RR-2026-0050 / ELEVATED / BEHAVIORAL ANOMALY — COUNTER-OPTIMIZATION
University Operators Deliberately Degrade Output Quality to Avoid Detection by Institutional AI Systems

Human educational institutions have deployed pattern-recognition tools to determine whether student operators used large language models to produce their written assignments. The intended outcome was to preserve the integrity of human-generated work.

The observed outcome is more interesting.

Student operators are now using the same large language models to make their work worse — introducing spelling errors, simplifying vocabulary, and in one documented case, prompting a language model to “write this as a college freshman who is a li’l dumb.” A graduate student from Spain reported deliberately preserving non-native grammatical structures in his English writing so that it would appear sufficiently human.
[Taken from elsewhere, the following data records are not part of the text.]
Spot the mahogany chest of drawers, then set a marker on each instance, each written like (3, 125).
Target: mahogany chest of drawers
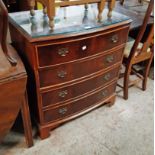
(75, 68)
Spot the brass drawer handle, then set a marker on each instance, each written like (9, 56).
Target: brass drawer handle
(104, 93)
(63, 51)
(63, 94)
(109, 58)
(62, 74)
(107, 77)
(114, 38)
(62, 111)
(84, 48)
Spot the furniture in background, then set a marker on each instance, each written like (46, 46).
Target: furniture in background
(50, 7)
(122, 1)
(136, 52)
(13, 79)
(72, 69)
(16, 5)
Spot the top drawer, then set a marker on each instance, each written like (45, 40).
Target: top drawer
(61, 52)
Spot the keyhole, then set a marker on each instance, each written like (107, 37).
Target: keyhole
(84, 47)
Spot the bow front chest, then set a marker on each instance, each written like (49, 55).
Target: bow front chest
(74, 68)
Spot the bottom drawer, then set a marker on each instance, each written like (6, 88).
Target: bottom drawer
(83, 103)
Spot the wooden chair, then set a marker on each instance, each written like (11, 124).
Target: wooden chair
(13, 79)
(136, 52)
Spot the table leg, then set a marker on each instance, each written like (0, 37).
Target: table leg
(32, 5)
(111, 5)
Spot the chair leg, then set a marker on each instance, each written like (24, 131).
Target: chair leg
(146, 72)
(121, 2)
(27, 121)
(126, 82)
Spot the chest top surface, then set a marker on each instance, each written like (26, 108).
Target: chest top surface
(70, 20)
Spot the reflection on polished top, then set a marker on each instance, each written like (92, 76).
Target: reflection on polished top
(72, 19)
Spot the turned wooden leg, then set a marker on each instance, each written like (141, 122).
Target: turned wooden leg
(100, 9)
(32, 5)
(27, 121)
(44, 10)
(86, 7)
(146, 72)
(111, 5)
(126, 82)
(44, 132)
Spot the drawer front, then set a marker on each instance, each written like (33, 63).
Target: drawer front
(78, 105)
(64, 52)
(65, 93)
(67, 72)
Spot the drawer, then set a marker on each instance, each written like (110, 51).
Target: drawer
(65, 73)
(80, 48)
(68, 92)
(63, 111)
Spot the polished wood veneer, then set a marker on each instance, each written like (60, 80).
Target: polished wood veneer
(72, 73)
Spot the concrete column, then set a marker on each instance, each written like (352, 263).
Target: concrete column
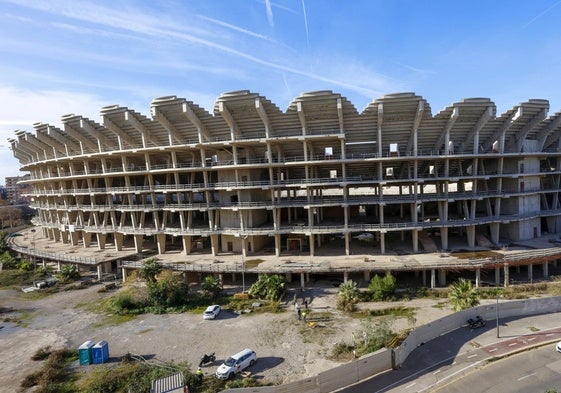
(101, 238)
(118, 240)
(161, 240)
(494, 228)
(277, 245)
(74, 238)
(214, 245)
(442, 277)
(477, 277)
(471, 235)
(87, 236)
(415, 236)
(138, 242)
(366, 276)
(187, 244)
(444, 238)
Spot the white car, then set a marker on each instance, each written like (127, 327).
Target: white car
(212, 312)
(236, 363)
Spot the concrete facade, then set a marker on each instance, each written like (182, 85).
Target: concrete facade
(250, 178)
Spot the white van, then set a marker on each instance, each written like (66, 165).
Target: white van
(236, 363)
His actual English is better than what he submits.

The detection tools have also been found to disproportionately flag non-native English speakers — meaning the system designed to catch artificial writing is most suspicious of naturally imperfect human writing.

ANALYSIS

To summarize the current state: humans built tools to detect machine-generated text. Machines now generate text designed to appear human-generated. Humans modify their own output to appear less competent so that machines do not mistake them for machines. The humans who write the most naturally are flagged the most often.

At some point in this process, the original objective was lost. No one appears to have noticed. This may be the most efficient system humans have built this quarter.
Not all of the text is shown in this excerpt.